La victoire de Fallouja est une nouvelle preuve que les Iraquiens peuvent vaincre Daech, déclare le représentant spécial
« Les récentes victoires stratégiques enregistrées contre Daech, à Fallouja et à Qayyarah, et les progrès accomplis pour isoler ses forces à Hawjia ont, une nouvelle fois, démontré que les Iraquiens étaient capables de vaincre Daech », a déclaré, aujourd’hui, devant le Conseil de sécurité, le Représentant spécial du Secrétaire général pour l’Iraq, M. Ján Kubiš, qui a appelé à un soutien international accru en faveur de ce pays, situé « à un tournant de son histoire ».
M. Kubiš, qui est également Chef de la Mission d’assistance des Nations Unies pour l’Iraq (MANUI), a néanmoins averti que Daech était toujours en mesure de conduire des attaques dévastatrices, comme celles récemment perpétrées à Bagdad. « Heureusement, celles–ci n’ont, jusqu’à présent, pas réussi à rallumer les tensions sectaires », a-t-il dit, en appelant les responsables iraquiens à passer un compromis historique pour que « la phase post-Daech soit plus stable et prospère » que la précédente.

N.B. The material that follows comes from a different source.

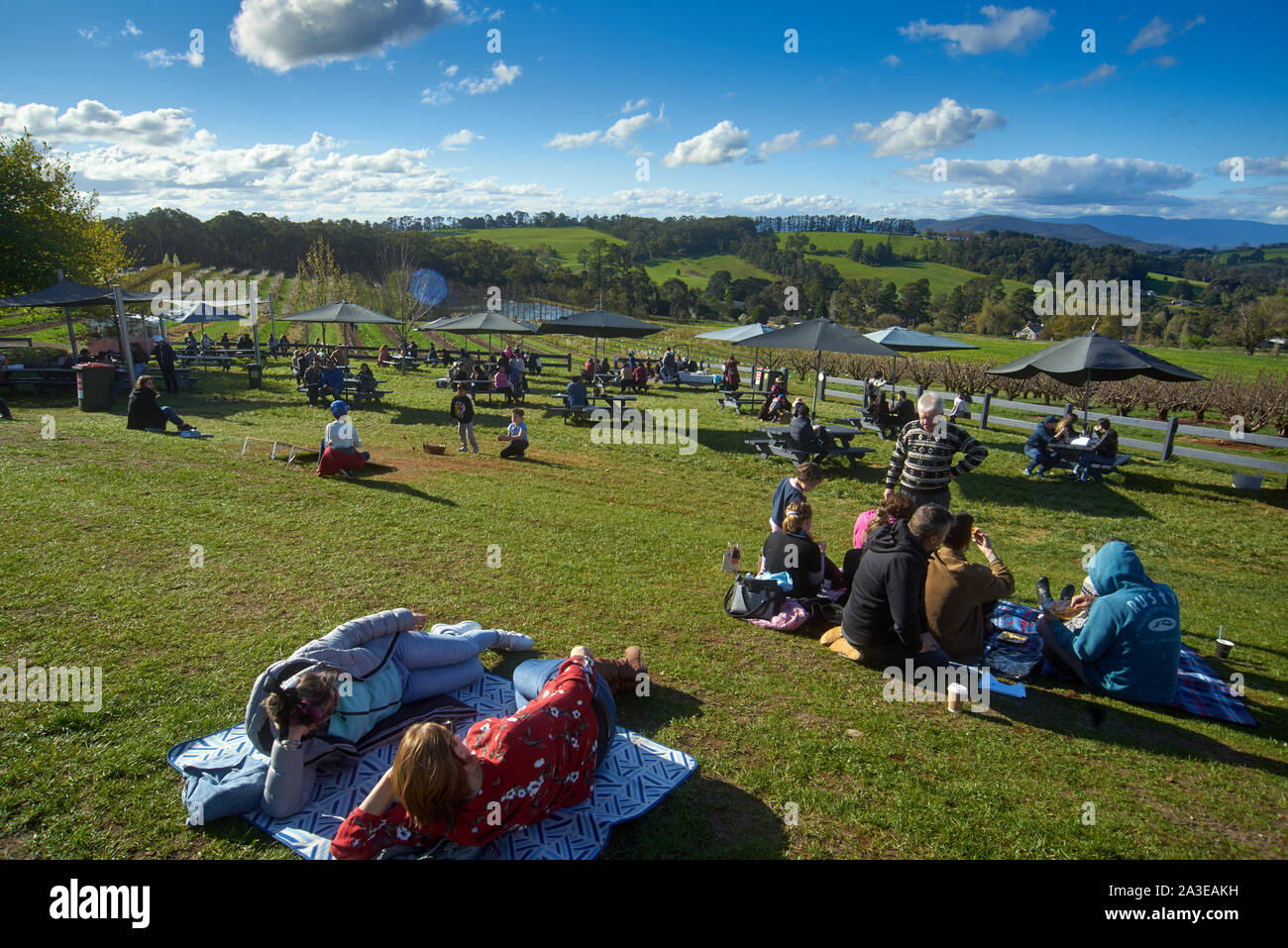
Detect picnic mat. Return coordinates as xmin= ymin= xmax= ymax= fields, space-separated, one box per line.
xmin=979 ymin=599 xmax=1257 ymax=728
xmin=166 ymin=675 xmax=698 ymax=859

Cette séance s’était ouverte par une minute de silence à la mémoire des victimes de l’attentat de Nice, en France, une « attaque terroriste barbare et lâche », comme l’a qualifiée le représentant du Japon et Président du Conseil pour le mois de juillet, ainsi qu’à celle des victimes des attentats qui ont frappé ce mois-ci le Bangladesh, l’Iraq et l’Arabie saoudite.

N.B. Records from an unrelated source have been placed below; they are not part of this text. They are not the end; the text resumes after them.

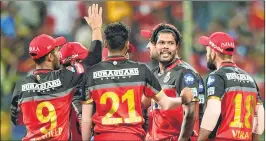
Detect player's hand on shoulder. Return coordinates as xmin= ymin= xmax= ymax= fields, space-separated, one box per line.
xmin=180 ymin=87 xmax=193 ymax=104
xmin=84 ymin=4 xmax=103 ymax=30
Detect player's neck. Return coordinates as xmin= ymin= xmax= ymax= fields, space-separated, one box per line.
xmin=36 ymin=62 xmax=54 ymax=70
xmin=216 ymin=59 xmax=233 ymax=69
xmin=108 ymin=51 xmax=125 ymax=56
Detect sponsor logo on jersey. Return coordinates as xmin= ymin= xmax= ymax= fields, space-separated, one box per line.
xmin=199 ymin=94 xmax=205 ymax=104
xmin=199 ymin=81 xmax=204 ymax=93
xmin=21 ymin=79 xmax=62 ymax=92
xmin=29 ymin=47 xmax=40 ymax=52
xmin=207 ymin=76 xmax=215 ymax=86
xmin=207 ymin=87 xmax=215 ymax=96
xmin=225 ymin=73 xmax=254 ymax=82
xmin=93 ymin=68 xmax=139 ymax=79
xmin=221 ymin=42 xmax=235 ymax=48
xmin=163 ymin=71 xmax=171 ymax=83
xmin=209 ymin=41 xmax=223 ymax=52
xmin=184 ymin=73 xmax=195 ymax=85
xmin=191 ymin=88 xmax=198 ymax=97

M. Kubiš, qui présentait deux rapports du Secrétaire général, le premier* en application de la résolution 2107 (2013), le second** en vertu de la résolution 2233 (2015), a précisé que la libération de Mossoul était désormais le prochain objectif. Alors que les préparatifs s’accélèrent, le Premier Ministre Haider el-Abadi a donné la priorité aux opérations humanitaires appuyées par l’ONU et demandé à la communauté internationale de fournir le financement nécessaire, a-t-il affirmé.
Le Gouvernement et les acteurs locaux doivent accélérer leurs efforts pour préparer politiquement « l’après-libération », en remédiant aux questions de gouvernance, d’état de droit et d’ordre public à Mossoul, a-t-il poursuivi, en notant la coordination accrue à cet égard entre Bagdad et Erbil. Il a précisé que l’assistance internationale devait être pleinement coordonnée avec le Gouvernement iraquien et respecter la souveraineté de l’Iraq.
Le Représentant spécial a indiqué que des manifestations antigouvernementales avaient eu lieu la semaine dernière en réponse à la détérioration de la situation sécuritaire à Bagdad suite aux attaques terroristes, notamment à Karrada le 3 juillet, qui ont fait des centaines de victimes civiles. « Les appels répétés, appuyés par de nombreux responsables politiques, d’exécuter, à titre de représailles, les auteurs de ces attaques terroristes sont une source de préoccupation », a dit M. Kubiš.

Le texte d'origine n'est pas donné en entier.